One day, the phone rang. It was Ray O’Connor. Athletics Ireland were wondering if she would take part in the 24 Hour World and European Championships in Poland. She didn’t need to be asked twice.
‘To wear the Ireland jersey was the ultimate dream come true. When I got it at the airport, my first instinct was to bless myself. It’s a huge, huge honour,’ she said.
Increasing her weekly training from its normal 60 miles to 80 miles, 100 miles, 110 miles, peaking at 130 miles the second last weekend before the event, Ruthann upped the ante. Big time.
Not only was she running marathons in Salthill, but she would run the six miles to the event, then run the marathon, and then run home after. Incredible.
Physically, she was ready. Mentally, she was ready. Bring it on.
‘You prepare yourself physically but in the second half of the race, from 16 hours on, it’s all about the mind,’ Ruthann explained.
‘You have to imagine how you are going to feel when you reach your goal, have a picture in your mind about how important it is to you and that if you don’t get it how disappointed you will be but if you do get it how ecstatic you will feel.
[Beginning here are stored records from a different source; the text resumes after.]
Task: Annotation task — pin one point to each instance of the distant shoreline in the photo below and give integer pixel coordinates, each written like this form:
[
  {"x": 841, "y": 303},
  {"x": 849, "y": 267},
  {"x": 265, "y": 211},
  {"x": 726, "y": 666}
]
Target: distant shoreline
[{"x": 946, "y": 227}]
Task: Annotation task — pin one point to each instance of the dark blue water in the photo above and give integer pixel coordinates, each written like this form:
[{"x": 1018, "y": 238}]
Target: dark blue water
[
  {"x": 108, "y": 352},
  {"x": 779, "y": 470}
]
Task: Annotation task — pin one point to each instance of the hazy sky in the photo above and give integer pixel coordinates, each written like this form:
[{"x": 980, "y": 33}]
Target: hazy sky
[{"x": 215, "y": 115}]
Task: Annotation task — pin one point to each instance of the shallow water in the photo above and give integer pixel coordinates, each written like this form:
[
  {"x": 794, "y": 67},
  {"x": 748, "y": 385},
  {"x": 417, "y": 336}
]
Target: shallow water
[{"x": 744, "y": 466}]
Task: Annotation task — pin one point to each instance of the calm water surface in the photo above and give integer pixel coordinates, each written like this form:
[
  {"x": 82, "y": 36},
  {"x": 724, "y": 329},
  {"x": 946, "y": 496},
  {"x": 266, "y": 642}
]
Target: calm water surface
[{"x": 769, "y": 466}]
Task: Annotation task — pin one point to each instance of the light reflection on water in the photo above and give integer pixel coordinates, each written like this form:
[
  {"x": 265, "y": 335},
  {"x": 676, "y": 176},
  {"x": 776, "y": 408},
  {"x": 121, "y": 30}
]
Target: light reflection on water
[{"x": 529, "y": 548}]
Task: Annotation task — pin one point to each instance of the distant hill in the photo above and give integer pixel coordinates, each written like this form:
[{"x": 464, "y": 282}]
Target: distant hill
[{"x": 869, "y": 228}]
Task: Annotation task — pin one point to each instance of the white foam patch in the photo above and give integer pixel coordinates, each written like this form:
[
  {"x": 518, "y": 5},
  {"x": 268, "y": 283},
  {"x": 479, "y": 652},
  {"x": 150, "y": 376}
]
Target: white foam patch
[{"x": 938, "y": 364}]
You lean a lot of that when you are into the small hours and getting mentally weak.
‘Physically there is pain involved but it won’t kill you. It does take its toll on the lower legs and the quads. ten minutes after the race, I couldn’t walk. I needed to be “escorted” around,’ she laughed, adding that she will be forever grateful to the team’s fantastic support crew.
In active recovery right now, the weekend at home in Leap was just what she needed, back amongst her family, with her parents, who were in Poland supporting her, already having framed her Irish singlet and having it hanging in their popular bar in Leap.
Next, she is eyeing up the Dublin Marathon in late October to be her 50th marathon, as well as the world championships next May in Holland, while herself and husband George, who moved from London to the west of Ireland, are both travelling to Cambodia for the Ancient Khymer Path.
‘That will be a nice running holiday, until my competitive nature kicks in,’ she laughs.
The odds are it will, for Leap’s very own natural born runner.
• Ruthann will take part in Skibbereen Athletic Club’s second annual 10k road race and walk that goes ahead on Sunday September 30th, starting at 1pm.